Già mio padre aveva cambiato discorso e ora girava per la stanza e diceva di certe varietà
d’ortaggi che coltivano in quelle vallate e faceva delle domande al ragazzo e lui a mento sul petto e
bocca semichiusa continuava a rispondere che non sapeva. Nascosto dietro il giornale, io aspettavo
servissero in tavola. Ma mio padre aveva fatto già sedere l’invitato e portato d’in cucina un cetriolo
e glielo andava tagliando nel piatto da minestra in fette sottili, perché lo mangiasse, diceva lui, per
antipasto.
Entrò mia madre, alta e vestita di nero, coi bordi di pizzo e la scriminatura impassibile tra i
capelli bianchi e lisci. "Ah, ecco qui il nostro pastorello, disse. - Hai fatto buon viaggio?" Il
ragazzo non s’alzò e non rispose, alzò lo sguardo su mia madre, uno sguardo pieno di diffidenza e
d’incomprensione. Io stavo dalla sua con tutta l’anima: disapprovavo quel tono di superiorità
affettuosa di mia madre, quel «tu» padronale che gli dava; avesse parlato in dialetto come nostro
padre, ancora! ma parlava italiano, un italiano freddo come un muro di marmo di fronte al povero
pastore. Già stavano per servire la minestra quando apparve mia nonna sulla poltrona a ruote spinta dalla
mia povera sorella Cristina.

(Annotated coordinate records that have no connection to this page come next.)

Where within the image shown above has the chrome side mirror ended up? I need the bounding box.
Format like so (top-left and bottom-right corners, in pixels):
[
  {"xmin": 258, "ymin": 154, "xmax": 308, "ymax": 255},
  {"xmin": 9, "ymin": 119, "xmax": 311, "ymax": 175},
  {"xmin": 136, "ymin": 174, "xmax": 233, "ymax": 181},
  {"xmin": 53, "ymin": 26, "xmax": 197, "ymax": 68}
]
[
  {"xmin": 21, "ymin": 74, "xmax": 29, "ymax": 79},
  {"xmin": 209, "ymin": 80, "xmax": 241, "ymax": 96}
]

Dovettero gridare forte negli orecchi della nonna di cosa si trattava.
Anzi mia madre fece proprio le presentazioni: "Questo è Giovannino che ci guarderà le capre. Mia
madre. Mia figlia Cristina".
Io arrossivo di vergogna per lui a sentirlo chiamare Giovannino; chissà come quel nome suonava
diverso nel chiuso e rozzo dialetto della montagna: certo era la prima volta ch’egli si sentiva
chiamato in quel modo.
Mia nonna assentì con la sua patriarcale pacatezza: - Bravo Giovannino, speriamo che non te ne
lascerai scappare, di capre, neh! - Mia sorella Cristina, che vede in tutte le rare visite persone
d’estremo riguardo, da mezzo nascosta che era dietro lo schienale della poltrona a ruote s’affacciò
tutta spaurita mormorando "Lietissima" e diede la mano al giovane che la sfiorò con pesantezza.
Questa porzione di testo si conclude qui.